A researcher affiliated with Elon Musk’s startup xAI has found a new way to both measure and manipulate entrenched preferences and values expressed by artificial intelligence models—including their political views.
The work was led by Dan Hendrycks, director of the nonprofit Center for AI Safety and an adviser to xAI. He suggests that the technique could be used to make popular AI models better reflect the will of the electorate. “Maybe in the future, [a model] could be aligned to the specific user,” Hendrycks told WIRED. But in the meantime, he says, a good default would be using election results to steer the views of AI models. He’s not saying a model should necessarily be “Trump all the way,” but he argues it should be biased toward Trump slightly, “because he won the popular vote.”
xAI issued a new AI risk framework on February 10 stating that Hendrycks’ utility engineering approach could be used to assess Grok.
Hendrycks led a team from the Center for AI Safety, UC Berkeley, and the University of Pennsylvania that analyzed AI models using a technique borrowed from economics to measure consumers’ preferences for different goods. By testing models across a wide range of hypothetical scenarios, the researchers were able to calculate what’s known as a utility function, a measure of the satisfaction that people derive from a good or service. This allowed them to measure the preferences expressed by different AI models. The researchers determined that they were often consistent rather than haphazard, and showed that these preferences become more ingrained as models get larger and more powerful.
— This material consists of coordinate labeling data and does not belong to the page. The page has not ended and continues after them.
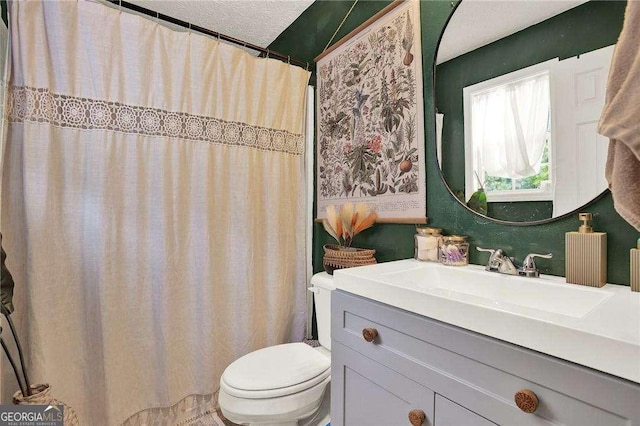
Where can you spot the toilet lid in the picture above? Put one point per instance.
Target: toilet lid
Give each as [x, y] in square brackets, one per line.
[276, 371]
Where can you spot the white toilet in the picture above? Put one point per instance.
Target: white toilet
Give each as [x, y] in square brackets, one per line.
[284, 385]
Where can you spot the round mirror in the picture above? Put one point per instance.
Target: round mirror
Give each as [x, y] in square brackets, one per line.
[519, 86]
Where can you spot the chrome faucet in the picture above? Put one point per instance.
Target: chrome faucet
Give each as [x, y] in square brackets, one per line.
[503, 264]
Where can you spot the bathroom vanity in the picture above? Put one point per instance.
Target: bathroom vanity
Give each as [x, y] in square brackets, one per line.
[419, 343]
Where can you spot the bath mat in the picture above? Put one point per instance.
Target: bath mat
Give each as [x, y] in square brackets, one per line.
[210, 418]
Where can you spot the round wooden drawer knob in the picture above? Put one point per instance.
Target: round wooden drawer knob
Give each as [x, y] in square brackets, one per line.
[416, 417]
[526, 400]
[369, 334]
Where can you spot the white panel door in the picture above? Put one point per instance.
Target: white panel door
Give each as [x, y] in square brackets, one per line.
[579, 153]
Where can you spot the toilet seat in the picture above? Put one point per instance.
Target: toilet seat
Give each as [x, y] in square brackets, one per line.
[276, 371]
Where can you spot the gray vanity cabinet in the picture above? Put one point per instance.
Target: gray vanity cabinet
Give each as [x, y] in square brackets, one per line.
[374, 394]
[387, 362]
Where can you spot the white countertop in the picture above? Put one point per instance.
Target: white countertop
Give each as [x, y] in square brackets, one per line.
[604, 337]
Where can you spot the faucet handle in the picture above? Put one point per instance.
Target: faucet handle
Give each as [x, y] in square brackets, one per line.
[495, 258]
[529, 264]
[489, 250]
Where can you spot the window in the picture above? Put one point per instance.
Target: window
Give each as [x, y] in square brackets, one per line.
[508, 137]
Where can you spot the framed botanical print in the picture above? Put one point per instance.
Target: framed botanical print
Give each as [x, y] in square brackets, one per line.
[370, 123]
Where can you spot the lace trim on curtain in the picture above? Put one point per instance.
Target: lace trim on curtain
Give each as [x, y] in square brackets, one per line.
[40, 105]
[194, 410]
Some research studies have found that AI tools such as ChatGPT are biased towards views expressed by pro-environmental, left-leaning, and libertarian ideologies. In February 2024, Google faced criticism from Musk and others after its Gemini tool was found to be predisposed to generate images that critics branded as “woke,” such as Black vikings and Nazis.
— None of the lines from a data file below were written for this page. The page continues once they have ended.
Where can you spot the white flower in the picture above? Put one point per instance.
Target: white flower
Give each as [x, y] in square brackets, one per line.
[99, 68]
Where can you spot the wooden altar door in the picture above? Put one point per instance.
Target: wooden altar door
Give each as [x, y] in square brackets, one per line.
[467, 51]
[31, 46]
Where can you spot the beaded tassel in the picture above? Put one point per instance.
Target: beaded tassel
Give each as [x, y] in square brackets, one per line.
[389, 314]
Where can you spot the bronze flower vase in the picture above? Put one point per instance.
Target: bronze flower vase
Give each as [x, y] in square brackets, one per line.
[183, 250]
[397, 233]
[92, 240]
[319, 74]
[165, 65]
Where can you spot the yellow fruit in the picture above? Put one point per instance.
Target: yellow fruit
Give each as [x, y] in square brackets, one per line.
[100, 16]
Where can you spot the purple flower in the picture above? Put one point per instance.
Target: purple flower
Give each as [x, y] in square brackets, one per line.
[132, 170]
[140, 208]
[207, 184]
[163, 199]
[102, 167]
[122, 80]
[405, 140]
The technique developed by Hendrycks and his collaborators offers a new way to determine how AI models’ perspectives may differ from its users. Eventually, some experts hypothesize, this kind of divergence could become potentially dangerous for very clever and capable models. The researchers show in their study, for instance, that certain models consistently value the existence of AI above that of certain nonhuman animals. The researchers say they also found that models seem to value some people over others, raising its own ethical questions.
Some researchers, Hendrycks included, believe that current methods for aligning models, such as manipulating and blocking their outputs, may not be sufficient if unwanted goals lurk under the surface within the model itself. “We’re gonna have to confront this,” Hendrycks says. “You can’t pretend it’s not there.”
Dylan Hadfield-Menell, a professor at MIT who researches methods for aligning AI with human values, says Hendrycks’ paper suggests a promising direction for AI research. “They find some interesting results,” he says. “The main one that stands out is that as the model scale increases, utility representations get more complete and coherent.”